Volume 52 , September 25, 2007

Please see our “Did You Know?” section toward the end of this issue.

Volume 52 , September 25, 2007

As you can see, we have given The DNA Informant a new look. The content is still the same: recent news stories, new and ongoing cases involving the use of DNA evidence and our Did You Know section. The new format will give you a brief overview of the stories. For details please follow the link after each story.

In The News
Washington – Justice Department records show that the FBI has fallen behind in processing DNA from nearly 200,000 convicted criminals. The expansion of the backlog is in great part attributed to the addition of DNA samples from all federal convicts, rather than just violent felons.

Source: USA Today

California - The state has entered 295,000 DNA samples into its database since July, officials said Monday, eliminating a backlog that once numbered nearly 400,000.

Source: San Francisco Chronicle

Washington - Gov. Christine Gregoire is recommending changes to how the state tracks convicted sex offenders, including requiring all to have DNA on file with police. The governor's recommendations include requiring DNA from all sex offenders to be filed with police; increasing the electronic monitoring of sex offenders; keeping better track of where sex offenders live, even Level 1 sex offenders, which are considered the least likely to re-offend.

Source: The Seattle Times

North Carolina - Arthur Eisenberg, director of the DNA Identity Laboratory at the University of North Texas Health Science Center said that more scientists are needed to help solve the “Silent Mass Disaster” of an estimated 40,000 unidentified homicide victims in the United States. He made his comments at Western Carolina University during a lecture about forensic research along with Leonard Klevan, president of the applied markets division for Applied Biosystems of Applera Corp.

Both experts encouraged WCU to get into the fast-growing field of DNA science with more programs and research.

Source: Asheville Citizen-Times

New and Ongoing Stories Involving the Use of DNA Evidence
Florida: DNA samples taken from three separate and seemingly unrelated crime scenes have led to the identity and subsequent arrest of a man police say would otherwise not have been captured.

Joseph Barbour, 19, faces charges in connection with two vehicle burglaries, two residential burglaries, grand theft, petit theft, and fraudulent use of a credit card that was stolen during one of the burglaries.

Source: Florida Today

Maryland - Prosecutors dropped all charges against a Baltimore man who had been held in the rape and assault of a 59-year-old Roland Park woman last month.

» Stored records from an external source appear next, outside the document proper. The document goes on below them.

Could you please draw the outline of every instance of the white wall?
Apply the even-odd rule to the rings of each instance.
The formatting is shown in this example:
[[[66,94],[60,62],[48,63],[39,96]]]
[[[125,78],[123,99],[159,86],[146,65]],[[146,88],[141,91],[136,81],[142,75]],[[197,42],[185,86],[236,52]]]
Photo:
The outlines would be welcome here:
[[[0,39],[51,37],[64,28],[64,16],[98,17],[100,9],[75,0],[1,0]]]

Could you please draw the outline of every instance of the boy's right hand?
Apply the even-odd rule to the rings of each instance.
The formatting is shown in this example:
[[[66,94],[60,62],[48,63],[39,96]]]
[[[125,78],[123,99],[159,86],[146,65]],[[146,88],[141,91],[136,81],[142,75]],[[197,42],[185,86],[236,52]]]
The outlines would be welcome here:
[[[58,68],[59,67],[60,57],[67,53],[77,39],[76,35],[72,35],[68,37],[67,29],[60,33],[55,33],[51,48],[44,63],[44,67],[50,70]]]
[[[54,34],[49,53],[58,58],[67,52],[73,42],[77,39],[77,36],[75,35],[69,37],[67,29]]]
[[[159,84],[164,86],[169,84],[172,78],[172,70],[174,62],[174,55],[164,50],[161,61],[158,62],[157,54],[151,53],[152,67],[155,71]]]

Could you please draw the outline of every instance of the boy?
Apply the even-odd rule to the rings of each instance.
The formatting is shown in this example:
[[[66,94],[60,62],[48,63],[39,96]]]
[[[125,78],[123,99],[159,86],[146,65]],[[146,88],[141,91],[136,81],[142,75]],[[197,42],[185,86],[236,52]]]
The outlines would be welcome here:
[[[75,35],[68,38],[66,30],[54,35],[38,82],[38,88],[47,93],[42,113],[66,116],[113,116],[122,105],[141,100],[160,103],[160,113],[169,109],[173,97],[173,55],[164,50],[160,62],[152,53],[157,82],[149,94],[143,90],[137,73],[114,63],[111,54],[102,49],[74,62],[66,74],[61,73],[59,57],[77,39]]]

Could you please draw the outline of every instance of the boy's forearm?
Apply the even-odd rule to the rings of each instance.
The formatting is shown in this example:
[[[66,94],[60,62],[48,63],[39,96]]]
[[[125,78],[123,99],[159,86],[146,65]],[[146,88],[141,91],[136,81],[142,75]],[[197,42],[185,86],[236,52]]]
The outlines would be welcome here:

Charges of rape, armed robbery and conspiracy against Chaz Ricks, 20, were dismissed after prosecutors learned that DNA evidence collected at the crime scene did not match Ricks.

Source: Baltimore Sun

Texas - A DNA test requested by a man convicted of aggravated sexual assault in 1990 reaffirmed his guilt, the Dallas County district attorney said Friday.

Darryl Patrick Goggans filed a motion for post-conviction DNA testing in 2003, which was opposed by the district attorney's office last year. The trial court denied DNA testing, but that decision was overturned by the Dallas Court of Appeals.

Source: Houston Chronicle

Ohio - A Columbus man has admitted to killing an Ohio State freshman in a slaying that stunned the campus 13 years ago.

Jonathan Gravely pleaded guilty to aggravated murder and kidnapping in the death of 18-year-old Stephanie Hummer in 1994.

Police found their suspect when Gravely submitted a DNA sample to a crime database in June 2005 because of a 2003 felony conviction for failure to pay child support.

Source: The Cincinnati Post

Missouri - A convicted serial rapist serving consecutive life sentences for what a judge called “vile and despicable acts” has been linked by DNA to another attack.

Jackson County prosecutors announced the new charges Thursday against Kevin L. Hayslett.

Source: The Kansas City Star

Connecticut - A DNA match has led to the arrest of a suspect in the rape of a mentally retarded woman eight years ago.

Stephen White, 43, of Stratford, was arrested after DNA matched him to the 1999 break-in and sexual assault of the woman in her Stratford home.

Source: Newsday

Massachusetts - Forensic evidence has helped police make an arrest more than one year after a repeat sex offender allegedly assaulted a 6-year-old boy in a local hotel swimming pool's locker room.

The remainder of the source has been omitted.